Because many general practitioners often see dementia as a normal part of ageing, it is likely that Mr. Elias would be at a later stage of dementia when diagnosis would formally be given. At this stage, his safety would be compromised and his capacity to plan his own future would be diminished.

Although Mr. Elias’s work colleagues, neighbours and close friends (if any) could ask for advice and support through Alzheimer’s associations based in Curitiba or through online courses (some of them are paid ones), this scenario is not likely to happen as there is not enough information about these services for people in Brazil. Because there is no dementia-specific policy in Brazil, as well as limited access to free care homes, Mr. Elias would probably need primary care health professionals to refer him to social workers in order to either remediate his relationship with his family or to be placed in a public long term care institution.

Although it is a less likely possibility, Mr. Elias could try to contact one of his children. After knowing the health state of their dad, perhaps one of his children could ask Mr. Elias to live with one of them (in Brazil there is a tacit belief that children must support their older parents, besides this responsibility is also stated in the Brazilian Federal Constitution) or convince him to go to a public long term care institution in his hometown to be closer to their children (this possibility, however, may not exist). Another possibility would be Mr. Elias to be oriented to pay for a carer for himself, depending on his financial situation.
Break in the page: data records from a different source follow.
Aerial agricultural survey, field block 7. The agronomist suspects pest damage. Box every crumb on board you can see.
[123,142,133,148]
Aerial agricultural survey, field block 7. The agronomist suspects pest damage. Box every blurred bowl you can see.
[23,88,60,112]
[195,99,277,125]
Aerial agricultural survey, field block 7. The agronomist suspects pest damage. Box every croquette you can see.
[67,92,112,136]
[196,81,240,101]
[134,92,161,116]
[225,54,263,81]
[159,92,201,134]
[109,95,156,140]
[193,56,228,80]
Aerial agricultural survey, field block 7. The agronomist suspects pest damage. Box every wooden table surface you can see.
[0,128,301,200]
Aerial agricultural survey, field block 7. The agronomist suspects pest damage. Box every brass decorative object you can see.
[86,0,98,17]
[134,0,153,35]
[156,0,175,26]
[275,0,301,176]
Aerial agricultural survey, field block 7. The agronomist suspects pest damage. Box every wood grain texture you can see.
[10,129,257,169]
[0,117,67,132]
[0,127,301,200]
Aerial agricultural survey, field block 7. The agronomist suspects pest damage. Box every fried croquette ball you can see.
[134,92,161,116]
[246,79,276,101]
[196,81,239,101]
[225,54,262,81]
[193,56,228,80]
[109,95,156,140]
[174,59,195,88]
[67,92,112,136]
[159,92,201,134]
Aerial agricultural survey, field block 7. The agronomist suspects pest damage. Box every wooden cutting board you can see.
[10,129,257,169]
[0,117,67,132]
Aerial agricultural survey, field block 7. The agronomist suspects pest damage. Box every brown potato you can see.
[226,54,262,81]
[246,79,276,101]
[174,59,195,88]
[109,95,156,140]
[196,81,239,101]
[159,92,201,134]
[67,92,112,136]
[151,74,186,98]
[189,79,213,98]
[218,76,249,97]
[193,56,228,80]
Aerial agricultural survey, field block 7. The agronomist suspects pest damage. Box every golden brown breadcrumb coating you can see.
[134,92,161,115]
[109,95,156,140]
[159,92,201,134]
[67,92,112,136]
Nonetheless, somebody would have to help him to deal with work regulations as his capacity diminishes with the progress of the disease.

Mr. Elias could experience stigma as people in the neighbourhood would probably start to note his different behaviour and could start to label and judge him and his family, in a way they would not be aware of. Unfortunately, the lack of information about dementia in the community may result in a lack of support from people in society.